Die DSCSA-Vorschriften, die zum Teil durch einen Eigentümerwechsel von einem Lieferkettenpartner zum anderen ausgelöst werden, wirken sich auf die Umverpacker aus, da sie das ursprünglich hergestellte Produkt kaufen und es dann in eine neue Einheit für den Wiederverkauf verwandeln, indem sie es umpacken oder neu etikettieren.  Das Arzneimittelgesetz (DSCSA) wirkte sich erstmals 2015 auf die Umverpacker auf Chargenebene aus und wird im November 2018 mit Serialisierungsaufträgen in die zweite Phase eintreten.  Da das Geschäft von Umverpackern sowohl die Herstellung als auch den Verkauf von Produkten umfasst, ist ihre Rolle bei der Einhaltung der Vorschriften besonders komplex: Sie müssen sowohl die Anforderungen für Hersteller als auch die für Großhändler erfüllen.

Wenn die Serialisierung für die Hersteller im November 2017 in Kraft tritt, werden die Umverpacker damit beginnen, serialisierte Produkte zu empfangen. Zwölf Monate später müssen sie mit der Generierung neuer Seriennummern für ihr umverpacktes Produkt beginnen, und die Beziehung zwischen den übergeordneten und neu verwendeten Produkten muss archiviert werden.

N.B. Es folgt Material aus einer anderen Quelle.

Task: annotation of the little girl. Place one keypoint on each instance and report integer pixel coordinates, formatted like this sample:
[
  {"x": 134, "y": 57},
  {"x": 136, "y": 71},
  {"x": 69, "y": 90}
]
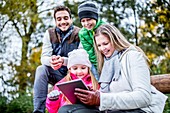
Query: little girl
[{"x": 78, "y": 68}]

Im Rahmen des Arzneimittelgesetzes (DSCSA) sehen sich die Umverpacker mit vielen neuen Herausforderungen konfrontiert:

  • Ablage der Transaktionsdokumentation auf Chargenebene, die vom Originalhersteller für den gewünschten Archivierungszeitraum erhalten wurde.
  • Erstellen einer Transaktionsdokumentation auf Chargenebene, die mit einem neu verpackten, weiterverkauften Produkt versendet werden muss.
  • Generieren von Seriennummern.
  • Anwenden einer eindeutigen Identität und eines eindeutigen Produktidentifikators auf die verkaufsfähigen Einheiten auf der geschlossenen homogenen Fallebene für jedes Arzneimittel, das verkauft werden soll.
  • Verfolgung der Beziehungen zwischen Originalprodukten und neu verpackten Produkten, indem die ursprüngliche Produktkennung vom ursprünglichen Quellprodukt mit der Produktkennung des neuen Produkts verknüpft wird. 
  • Speicherung eines hohen Daten- und Transaktionsvolumens.
  • Steuerung des Dokumentationsflusses zwischen allen Lieferanten und Kunden.
  • Reagieren auf Nachprüfungsanfragen.

Wie andere DSCSA-konforme Unternehmen haben auch Umverpacker die Möglichkeit, Compliance-Daten in einen aussagekräftigen Informationsfluss für ihr Unternehmen einzubinden, der über die Compliance hinausgeht.